THIRD, identify what positions need to be filled.

MATCH

Now you have three lists.

  1. A list of the names and descriptions of potential leaders, all of whom you can fully support.
  2. A list of the positions that need to be filled.
  3. A list of job descriptions for each of those positions.

This is the point at which I like to have a face-to-face meeting with the Lay Ministry/Nominations Team. I give them the three lists. We put them in front of us, lay our hands upon them and we pray that God will give us His wisdom to recognize the people He has already chosen for ministry among us. It’s important to express to your team that you believe the leadership we need is already part of the church and simply needs to be identified and asked.

After some discussion of the specific needs, I ask them to take all three lists and prayerfully attempt to match leaders to the right slots and to send me their lists by a set date. When these are received, I go through and match up a set of leaders to the needed positions, working for diversity of gender, age, longevity in the church. I list names in my suggested order of invitation, with alternate names in place. I send this out to all members of the Lay Ministry/Nominations team and ask for their approval. HURRAY! We have the names of those we want to invite to serve!

INVITE

PRAY. Then, invite those who have been nominated to serve. I’ve done this in different ways through the years. I’ve had members of the Lay Ministry Team do the inviting. (They need digital copies of job descriptions to do this.). I’ve had staff members invite people in their areas. And I’ve at times done all the inviting myself. Now I do a combination of those things. But— for the key positions and for those teams that are required by the Discipline, I issue a personal invitation. Click here to see an example of the first letter/email I send. It’s very important to make these invitations personal. I attach a job description to the email or enclose with the letter and I offer to have a direct conversation with them after they’ve had time to pray and consider their response.. And I pray as I push the send button or lick the envelope. If I don’t hear back from them, I call.
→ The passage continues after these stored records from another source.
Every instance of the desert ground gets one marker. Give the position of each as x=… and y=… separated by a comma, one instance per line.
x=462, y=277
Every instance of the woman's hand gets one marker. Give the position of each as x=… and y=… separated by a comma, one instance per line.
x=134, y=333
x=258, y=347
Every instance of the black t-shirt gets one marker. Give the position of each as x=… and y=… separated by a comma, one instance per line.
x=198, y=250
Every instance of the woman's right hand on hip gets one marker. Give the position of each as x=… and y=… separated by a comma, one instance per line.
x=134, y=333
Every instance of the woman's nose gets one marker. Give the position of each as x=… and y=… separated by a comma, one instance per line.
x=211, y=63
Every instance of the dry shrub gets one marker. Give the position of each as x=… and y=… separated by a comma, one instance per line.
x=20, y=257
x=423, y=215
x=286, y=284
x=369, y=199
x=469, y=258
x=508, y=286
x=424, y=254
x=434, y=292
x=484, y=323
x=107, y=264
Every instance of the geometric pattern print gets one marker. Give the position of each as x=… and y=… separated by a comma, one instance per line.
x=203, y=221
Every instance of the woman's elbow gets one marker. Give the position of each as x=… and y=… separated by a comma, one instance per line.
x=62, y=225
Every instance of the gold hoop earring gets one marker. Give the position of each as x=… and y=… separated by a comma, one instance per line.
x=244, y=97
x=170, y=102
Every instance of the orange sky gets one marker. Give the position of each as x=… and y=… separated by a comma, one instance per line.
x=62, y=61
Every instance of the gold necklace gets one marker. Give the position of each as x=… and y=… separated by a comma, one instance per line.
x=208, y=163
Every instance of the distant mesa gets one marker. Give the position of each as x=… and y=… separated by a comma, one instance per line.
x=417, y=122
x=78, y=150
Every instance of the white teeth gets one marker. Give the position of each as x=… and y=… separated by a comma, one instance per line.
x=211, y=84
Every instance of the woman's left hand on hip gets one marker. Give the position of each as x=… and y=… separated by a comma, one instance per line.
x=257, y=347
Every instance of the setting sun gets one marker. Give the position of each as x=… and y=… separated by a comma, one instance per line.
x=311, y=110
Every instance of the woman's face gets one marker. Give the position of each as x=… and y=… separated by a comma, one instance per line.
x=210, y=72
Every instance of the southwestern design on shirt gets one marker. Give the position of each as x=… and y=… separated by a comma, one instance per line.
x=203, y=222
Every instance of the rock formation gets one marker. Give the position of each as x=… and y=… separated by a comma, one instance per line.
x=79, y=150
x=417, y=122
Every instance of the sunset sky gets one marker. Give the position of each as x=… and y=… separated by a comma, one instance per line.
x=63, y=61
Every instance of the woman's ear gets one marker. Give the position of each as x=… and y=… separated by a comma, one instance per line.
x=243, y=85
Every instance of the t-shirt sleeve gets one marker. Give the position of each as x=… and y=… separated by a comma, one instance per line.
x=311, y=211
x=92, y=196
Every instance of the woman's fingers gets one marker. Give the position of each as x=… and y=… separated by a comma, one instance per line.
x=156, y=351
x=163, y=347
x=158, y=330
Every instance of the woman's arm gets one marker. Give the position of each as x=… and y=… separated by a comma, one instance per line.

So there you have the steps —

  • Pray beginning, end and in between and make sure others are praying too.
  • Identify — the jobs, the potential leaders and the open positions
  • Match potential leaders to needed positions
  • Invite

And the result? Well, as I have followed these steps, I have discovered a couple of things: Remarkable agreement among those doing the nominations. Remarkable level of acceptance. In fact, last year something unprecedented in my ministry happened. Every single person I asked to serve said yes — with excitement and passion. That probably won’t happen again this year and might not happen for you either. It helps me to remember that statistics show that if you ask seven people to accept a task, you will get a yes. I’ve never had to ask that many though I think I once got to five. And here’s something else I’ve discovered — something that is important to share with all those who are inviting people to serve. A thoughtful and prayerful “no” is as important and valuable as a thoughtful and prayerful “yes”. One way to get the wrong person into a position is to talk them into it. I’d rather leave the position blank, and I have.

We do a lot of important things in our work for the Kingdom. But, it’s hard for me to think of something more important than helping committed Christians find the right place and way to serve in the Church. And I’m praying that something in this article might help you to do just that. To God Be the Glory.